1. Controllo dell’egress sulla superficie egress

Delle quattro superfici del firewall, egress è quella che vede la destinazione di rete in uscita che un tool riporta — un host, un IP letterale o un CIDR. Una regola fissata a stage: egress fa matching su quella destinazione, non sul nome del tool o sui suoi argomenti, il che la rende il controllo di SSRF ed esfiltrazione di dati: risponde a dove può arrivare questo agent, indipendentemente da quale tool è arrivato lì.
L’egress è scoping della destinazione, non blocco dei tool. Per impedire del tutto l’esistenza di un tool, negalo per nome sulla superficie inbound (Blocca i tool). Il controllo dell’egress assume che il tool possa legittimamente fare fetch — vincola solo verso dove.

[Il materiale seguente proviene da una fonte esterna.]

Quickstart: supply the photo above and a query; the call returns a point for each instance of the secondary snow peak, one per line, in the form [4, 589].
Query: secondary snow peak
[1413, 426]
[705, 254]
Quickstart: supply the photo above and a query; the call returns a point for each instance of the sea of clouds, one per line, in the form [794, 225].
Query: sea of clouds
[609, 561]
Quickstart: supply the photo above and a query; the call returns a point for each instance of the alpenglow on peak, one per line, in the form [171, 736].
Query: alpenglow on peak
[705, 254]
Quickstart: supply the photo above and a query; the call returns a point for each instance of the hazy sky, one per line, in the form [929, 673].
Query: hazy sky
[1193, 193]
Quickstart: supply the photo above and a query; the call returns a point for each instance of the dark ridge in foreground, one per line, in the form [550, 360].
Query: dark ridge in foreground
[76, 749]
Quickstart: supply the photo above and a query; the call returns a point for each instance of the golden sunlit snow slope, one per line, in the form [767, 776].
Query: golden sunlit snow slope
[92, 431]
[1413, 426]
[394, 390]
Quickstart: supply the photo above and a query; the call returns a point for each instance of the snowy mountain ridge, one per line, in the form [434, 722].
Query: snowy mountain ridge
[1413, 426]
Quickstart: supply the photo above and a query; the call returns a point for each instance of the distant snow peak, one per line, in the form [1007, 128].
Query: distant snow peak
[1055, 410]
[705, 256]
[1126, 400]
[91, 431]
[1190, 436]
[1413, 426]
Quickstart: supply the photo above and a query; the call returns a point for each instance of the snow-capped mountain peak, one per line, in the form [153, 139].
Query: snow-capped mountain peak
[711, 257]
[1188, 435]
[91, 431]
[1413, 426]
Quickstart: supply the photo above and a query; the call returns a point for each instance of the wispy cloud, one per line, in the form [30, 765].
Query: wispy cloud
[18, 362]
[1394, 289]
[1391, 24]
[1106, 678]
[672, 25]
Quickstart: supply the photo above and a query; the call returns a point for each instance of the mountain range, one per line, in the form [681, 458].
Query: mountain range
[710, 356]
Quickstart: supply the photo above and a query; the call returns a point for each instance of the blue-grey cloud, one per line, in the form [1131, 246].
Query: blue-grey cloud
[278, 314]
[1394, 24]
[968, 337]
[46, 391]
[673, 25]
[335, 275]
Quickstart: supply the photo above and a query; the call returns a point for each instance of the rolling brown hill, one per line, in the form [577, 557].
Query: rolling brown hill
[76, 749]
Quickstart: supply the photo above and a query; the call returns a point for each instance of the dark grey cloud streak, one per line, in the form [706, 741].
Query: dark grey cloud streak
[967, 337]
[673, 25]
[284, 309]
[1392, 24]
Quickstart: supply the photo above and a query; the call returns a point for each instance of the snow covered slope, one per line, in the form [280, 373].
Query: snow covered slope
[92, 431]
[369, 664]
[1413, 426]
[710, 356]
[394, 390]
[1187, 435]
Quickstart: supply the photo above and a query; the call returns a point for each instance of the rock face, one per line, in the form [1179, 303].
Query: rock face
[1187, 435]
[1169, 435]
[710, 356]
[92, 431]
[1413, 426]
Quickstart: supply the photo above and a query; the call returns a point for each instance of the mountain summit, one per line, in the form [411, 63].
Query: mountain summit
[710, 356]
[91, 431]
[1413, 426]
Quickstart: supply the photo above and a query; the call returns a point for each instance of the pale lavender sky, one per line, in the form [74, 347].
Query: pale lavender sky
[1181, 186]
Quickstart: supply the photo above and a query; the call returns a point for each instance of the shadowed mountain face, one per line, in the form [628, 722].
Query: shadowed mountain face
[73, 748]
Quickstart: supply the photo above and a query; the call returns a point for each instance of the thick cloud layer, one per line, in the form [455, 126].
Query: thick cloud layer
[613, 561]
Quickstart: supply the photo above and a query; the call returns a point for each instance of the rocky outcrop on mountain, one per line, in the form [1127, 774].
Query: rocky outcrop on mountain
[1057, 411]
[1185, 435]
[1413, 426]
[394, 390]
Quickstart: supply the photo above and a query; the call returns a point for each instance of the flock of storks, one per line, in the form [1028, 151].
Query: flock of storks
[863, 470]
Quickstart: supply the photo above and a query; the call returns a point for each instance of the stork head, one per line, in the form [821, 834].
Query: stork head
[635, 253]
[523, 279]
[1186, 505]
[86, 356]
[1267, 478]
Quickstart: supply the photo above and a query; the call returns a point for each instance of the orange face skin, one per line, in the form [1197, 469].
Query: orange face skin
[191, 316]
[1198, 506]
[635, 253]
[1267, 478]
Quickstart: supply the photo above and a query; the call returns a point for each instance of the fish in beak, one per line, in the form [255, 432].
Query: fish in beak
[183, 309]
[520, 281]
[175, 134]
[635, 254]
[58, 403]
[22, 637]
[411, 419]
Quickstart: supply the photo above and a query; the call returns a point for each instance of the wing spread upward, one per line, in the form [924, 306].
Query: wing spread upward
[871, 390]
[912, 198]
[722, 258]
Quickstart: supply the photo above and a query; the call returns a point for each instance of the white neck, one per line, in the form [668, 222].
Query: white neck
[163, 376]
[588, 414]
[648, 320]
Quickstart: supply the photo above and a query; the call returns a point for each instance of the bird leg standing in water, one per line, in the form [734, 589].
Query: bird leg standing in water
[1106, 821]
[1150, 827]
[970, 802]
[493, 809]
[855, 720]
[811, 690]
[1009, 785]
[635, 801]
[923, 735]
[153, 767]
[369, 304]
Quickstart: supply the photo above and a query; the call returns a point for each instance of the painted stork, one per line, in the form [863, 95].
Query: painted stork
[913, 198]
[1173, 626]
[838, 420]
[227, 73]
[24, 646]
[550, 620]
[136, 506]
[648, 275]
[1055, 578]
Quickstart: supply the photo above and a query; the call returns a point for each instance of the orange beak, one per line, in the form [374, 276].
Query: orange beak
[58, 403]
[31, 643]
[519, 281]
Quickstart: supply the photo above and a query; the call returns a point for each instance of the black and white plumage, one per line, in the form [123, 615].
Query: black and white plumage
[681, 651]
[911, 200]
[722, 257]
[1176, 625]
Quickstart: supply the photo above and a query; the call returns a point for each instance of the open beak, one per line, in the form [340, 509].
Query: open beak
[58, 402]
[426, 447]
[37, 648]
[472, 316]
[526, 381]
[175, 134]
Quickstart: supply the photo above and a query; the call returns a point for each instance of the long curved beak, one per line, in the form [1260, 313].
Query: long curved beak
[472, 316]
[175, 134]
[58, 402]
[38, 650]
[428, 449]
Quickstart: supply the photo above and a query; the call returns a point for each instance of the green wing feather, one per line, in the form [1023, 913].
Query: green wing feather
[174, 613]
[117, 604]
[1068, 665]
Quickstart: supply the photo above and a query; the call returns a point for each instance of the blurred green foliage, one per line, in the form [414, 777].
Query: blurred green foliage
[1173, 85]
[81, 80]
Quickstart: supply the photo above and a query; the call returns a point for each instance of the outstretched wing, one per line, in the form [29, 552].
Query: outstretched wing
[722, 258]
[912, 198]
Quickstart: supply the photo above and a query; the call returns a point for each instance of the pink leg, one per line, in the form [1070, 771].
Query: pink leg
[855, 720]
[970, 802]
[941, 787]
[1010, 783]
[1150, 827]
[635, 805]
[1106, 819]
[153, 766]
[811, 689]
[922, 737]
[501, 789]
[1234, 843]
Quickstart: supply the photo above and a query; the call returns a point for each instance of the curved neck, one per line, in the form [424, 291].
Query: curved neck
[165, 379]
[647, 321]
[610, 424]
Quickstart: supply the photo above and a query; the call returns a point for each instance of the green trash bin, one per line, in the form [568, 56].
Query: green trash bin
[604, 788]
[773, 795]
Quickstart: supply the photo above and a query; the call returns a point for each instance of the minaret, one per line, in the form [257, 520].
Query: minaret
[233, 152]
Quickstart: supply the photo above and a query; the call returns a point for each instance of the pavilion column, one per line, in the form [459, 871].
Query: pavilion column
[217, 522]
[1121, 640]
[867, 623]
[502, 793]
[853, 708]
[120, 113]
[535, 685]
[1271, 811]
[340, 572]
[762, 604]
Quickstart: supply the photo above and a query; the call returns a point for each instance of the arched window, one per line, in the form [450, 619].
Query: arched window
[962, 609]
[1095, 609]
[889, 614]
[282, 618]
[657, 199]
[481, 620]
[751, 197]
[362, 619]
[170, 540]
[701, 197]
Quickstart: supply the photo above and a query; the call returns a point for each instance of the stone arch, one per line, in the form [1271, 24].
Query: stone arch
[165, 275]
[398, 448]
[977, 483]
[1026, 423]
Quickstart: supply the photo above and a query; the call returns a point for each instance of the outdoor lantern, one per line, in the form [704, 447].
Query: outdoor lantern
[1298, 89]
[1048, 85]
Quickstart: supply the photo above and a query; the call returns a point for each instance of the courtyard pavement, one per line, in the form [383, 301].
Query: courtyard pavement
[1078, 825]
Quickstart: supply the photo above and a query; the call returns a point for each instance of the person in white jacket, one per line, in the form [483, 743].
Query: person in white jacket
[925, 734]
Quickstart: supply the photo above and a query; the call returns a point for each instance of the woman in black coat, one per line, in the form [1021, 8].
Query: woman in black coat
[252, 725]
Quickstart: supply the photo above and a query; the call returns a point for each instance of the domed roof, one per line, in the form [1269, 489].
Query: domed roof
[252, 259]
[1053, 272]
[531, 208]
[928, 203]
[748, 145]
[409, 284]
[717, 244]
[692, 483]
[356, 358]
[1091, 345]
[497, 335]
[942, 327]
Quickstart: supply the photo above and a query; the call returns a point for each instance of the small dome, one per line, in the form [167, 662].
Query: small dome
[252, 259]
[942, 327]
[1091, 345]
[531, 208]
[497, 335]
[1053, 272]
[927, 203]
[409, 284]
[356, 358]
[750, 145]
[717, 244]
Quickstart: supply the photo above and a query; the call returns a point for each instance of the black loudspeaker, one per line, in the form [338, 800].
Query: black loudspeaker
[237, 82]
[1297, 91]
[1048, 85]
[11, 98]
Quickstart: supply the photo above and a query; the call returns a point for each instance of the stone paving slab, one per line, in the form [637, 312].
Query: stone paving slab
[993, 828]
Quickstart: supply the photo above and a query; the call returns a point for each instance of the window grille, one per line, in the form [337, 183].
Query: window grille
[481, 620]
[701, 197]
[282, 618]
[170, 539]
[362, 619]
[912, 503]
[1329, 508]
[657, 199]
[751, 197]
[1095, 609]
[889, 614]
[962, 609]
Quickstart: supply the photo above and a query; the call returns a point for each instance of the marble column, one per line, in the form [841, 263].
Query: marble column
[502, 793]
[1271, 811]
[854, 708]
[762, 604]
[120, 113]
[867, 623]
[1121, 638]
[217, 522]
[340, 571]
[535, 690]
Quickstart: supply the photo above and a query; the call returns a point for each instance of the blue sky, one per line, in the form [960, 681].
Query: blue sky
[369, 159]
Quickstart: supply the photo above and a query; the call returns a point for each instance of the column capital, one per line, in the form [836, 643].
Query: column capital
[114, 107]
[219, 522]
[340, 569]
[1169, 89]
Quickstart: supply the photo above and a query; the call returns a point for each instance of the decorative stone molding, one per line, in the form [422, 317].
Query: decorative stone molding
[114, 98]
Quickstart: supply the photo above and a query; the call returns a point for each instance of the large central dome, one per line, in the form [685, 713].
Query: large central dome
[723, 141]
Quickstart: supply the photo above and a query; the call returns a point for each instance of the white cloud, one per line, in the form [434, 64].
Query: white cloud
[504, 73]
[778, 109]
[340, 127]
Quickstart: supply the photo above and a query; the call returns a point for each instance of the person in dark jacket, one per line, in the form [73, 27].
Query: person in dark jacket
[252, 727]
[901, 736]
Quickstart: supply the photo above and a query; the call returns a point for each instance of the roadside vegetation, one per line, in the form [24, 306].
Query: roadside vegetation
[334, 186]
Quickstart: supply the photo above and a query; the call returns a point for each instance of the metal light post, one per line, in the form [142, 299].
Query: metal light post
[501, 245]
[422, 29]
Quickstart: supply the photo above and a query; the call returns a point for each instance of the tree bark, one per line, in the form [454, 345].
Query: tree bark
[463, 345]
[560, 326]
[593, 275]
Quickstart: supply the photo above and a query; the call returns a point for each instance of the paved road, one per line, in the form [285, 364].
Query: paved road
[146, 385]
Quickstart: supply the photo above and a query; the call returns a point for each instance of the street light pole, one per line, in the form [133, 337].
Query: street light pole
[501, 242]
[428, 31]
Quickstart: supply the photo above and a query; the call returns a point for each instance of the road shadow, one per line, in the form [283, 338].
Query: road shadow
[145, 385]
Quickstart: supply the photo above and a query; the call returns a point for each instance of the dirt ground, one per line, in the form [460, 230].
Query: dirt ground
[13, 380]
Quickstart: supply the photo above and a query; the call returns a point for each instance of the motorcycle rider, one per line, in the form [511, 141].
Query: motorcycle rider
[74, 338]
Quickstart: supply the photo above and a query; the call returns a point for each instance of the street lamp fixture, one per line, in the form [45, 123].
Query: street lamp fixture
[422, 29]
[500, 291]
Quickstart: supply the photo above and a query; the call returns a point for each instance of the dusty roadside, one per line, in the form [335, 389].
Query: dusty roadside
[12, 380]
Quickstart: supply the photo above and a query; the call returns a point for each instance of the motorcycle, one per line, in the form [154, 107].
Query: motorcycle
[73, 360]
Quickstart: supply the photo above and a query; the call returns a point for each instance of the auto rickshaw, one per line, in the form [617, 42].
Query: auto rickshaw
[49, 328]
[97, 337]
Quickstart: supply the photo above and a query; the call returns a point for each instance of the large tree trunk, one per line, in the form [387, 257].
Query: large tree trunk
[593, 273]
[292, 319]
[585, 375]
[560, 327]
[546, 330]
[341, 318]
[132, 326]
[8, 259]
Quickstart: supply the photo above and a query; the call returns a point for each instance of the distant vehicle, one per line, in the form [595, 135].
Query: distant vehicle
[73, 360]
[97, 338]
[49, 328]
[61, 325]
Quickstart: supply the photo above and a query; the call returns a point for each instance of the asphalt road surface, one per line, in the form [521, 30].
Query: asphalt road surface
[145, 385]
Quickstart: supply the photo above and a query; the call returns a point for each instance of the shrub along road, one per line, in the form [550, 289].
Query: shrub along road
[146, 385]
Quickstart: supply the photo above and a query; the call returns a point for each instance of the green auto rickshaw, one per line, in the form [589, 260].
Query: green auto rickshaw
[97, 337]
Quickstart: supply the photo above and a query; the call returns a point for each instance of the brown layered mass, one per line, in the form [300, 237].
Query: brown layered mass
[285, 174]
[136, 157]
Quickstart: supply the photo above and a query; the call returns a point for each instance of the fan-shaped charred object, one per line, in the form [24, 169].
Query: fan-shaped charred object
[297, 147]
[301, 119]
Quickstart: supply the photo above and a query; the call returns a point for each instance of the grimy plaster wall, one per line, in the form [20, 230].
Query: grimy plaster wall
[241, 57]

2. Un esempio: nega le destinazioni SSRF

La regola egress canonica nega l’endpoint cloud metadata e i range privati RFC-1918 — le destinazioni che un tool a forma di fetch non dovrebbe mai raggiungere. Nella console del tuo workspace, apri una policy e aggiungi una regola con stage egress, verdetto deny e un elenco egress:
{
  "label": "deny SSRF destinations",
  "stage": "egress",
  "verdict": "deny",
  "egress_json": "{\"deny\":[\"169.254.169.254\",\"10.0.0.0/8\",\"172.16.0.0/12\",\"192.168.0.0/16\"],\"allow\":[\"api.openai.com\"]}"
}
egress_json è una stringa codificata in JSON che porta gli elenchi di host/CIDR — decodificata, è {"deny": [...], "allow": [...]}. Ogni voce fa match come un CIDR, un IP letterale o un hostname case-insensitive. Per un verdetto deny l’elenco deny è l’insieme nello scope (le destinazioni che la regola blocca) e l’elenco allow ne ricava eccezioni — così la regola sopra blocca i quattro range ma lascia passare api.openai.com anche se dovesse mai risolversi in uno di essi. Quando una destinazione è un hostname anziché un IP letterale e il tuo elenco porta voci IP/CIDR, il nome viene risolto best-effort e i suoi indirizzi ri-controllati, così metadata.internal corrisponde comunque a un deny 169.254.0.0/16 anche se non è elencato per nome.
Per una postura allow-list invece — permetti solo un insieme nominato di destinazioni e blocca il resto — scrivi la regola con verdetto allow e metti le tue destinazioni nell’elenco allow. La polarità si inverte: allow diventa l’insieme nello scope e deny ne ricava eccezioni. Abbinala a un default_verdict della policy di deny così tutto ciò che la regola di allow non copre viene bloccato.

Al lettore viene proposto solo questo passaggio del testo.